表門をくぐって右手側に位置し、手水鉢の縁には口から水を出すブロンズ製の猪像が据えられています。「幸運の霊猪」と呼ばれるこの像は、鼻をなでると幸せが訪れるといわれ、多くの参拝者が足を止める人気の清め所です。木造の屋根の下で猪像と手水鉢が整えられ、静かな水音が広がる落ち着いた空間となっており、御祭神・和気清麻呂公にまつわる猪の伝承を象徴的に感じられる見どころになっています。

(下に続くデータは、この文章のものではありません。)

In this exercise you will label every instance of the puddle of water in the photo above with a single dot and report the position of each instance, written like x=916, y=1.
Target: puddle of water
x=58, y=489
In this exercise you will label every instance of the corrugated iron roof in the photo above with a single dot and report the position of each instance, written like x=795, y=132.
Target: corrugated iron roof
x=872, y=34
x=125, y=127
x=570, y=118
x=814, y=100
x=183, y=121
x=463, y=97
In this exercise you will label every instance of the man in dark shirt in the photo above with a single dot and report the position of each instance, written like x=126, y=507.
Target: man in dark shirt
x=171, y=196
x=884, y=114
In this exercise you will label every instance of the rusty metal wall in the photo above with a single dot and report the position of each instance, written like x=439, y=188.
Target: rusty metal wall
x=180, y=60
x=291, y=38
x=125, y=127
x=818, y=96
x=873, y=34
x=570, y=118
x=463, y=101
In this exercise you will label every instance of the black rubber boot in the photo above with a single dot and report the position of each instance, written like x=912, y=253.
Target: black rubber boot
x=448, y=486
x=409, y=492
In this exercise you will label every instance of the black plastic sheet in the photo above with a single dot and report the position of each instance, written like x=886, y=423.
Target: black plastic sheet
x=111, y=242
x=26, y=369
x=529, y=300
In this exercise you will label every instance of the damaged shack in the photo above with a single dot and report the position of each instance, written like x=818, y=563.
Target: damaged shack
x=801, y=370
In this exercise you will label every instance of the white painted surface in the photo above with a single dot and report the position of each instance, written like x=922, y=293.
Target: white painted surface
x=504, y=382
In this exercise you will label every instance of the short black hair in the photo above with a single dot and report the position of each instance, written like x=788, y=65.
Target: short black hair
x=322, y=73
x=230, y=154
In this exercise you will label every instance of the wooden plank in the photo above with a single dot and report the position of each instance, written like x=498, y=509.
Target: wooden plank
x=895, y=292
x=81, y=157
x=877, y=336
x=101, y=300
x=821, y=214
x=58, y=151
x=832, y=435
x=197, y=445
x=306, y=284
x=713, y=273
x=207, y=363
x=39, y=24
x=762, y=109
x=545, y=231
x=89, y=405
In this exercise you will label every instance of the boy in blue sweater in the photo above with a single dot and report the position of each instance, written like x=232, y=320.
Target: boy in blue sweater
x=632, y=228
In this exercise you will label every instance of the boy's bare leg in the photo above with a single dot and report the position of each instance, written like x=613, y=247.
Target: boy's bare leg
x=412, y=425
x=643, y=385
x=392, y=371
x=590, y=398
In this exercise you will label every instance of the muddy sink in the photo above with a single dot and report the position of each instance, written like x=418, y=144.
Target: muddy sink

護王神社には、この霊猪手水舎とは別に、御社殿の横にも小さめの手水舎が設けられています。丸形の手水鉢に前足を掛ける愛らしい猪像が据えられており、センサー式で水が出る仕組みになっているのが特徴です。
さらに、手水舎の周囲は、足腰守護の祈願札を掛ける足腰御祈願陶板符として整えられています。護王神社は和気清麻呂公の伝承を由来として「足腰守護の神社」として知られ、足腰の無事や回復を願う参拝者が多く訪れます。手水舎の周囲には願いを書いた祈願札が多数掛けられ、参拝者の祈りが積み重なる象徴的な場所となっています。
霊猪手水舎が視覚的な象徴として護王神社を代表する存在である一方、奉納所を兼ねた手水舎は、参拝者一人ひとりの願いを受け止める静かな祈りの場として機能しています。2つの手水舎はそれぞれに異なる役割と魅力をもち、護王神社の信仰と雰囲気をより深く伝える見どころとなっています。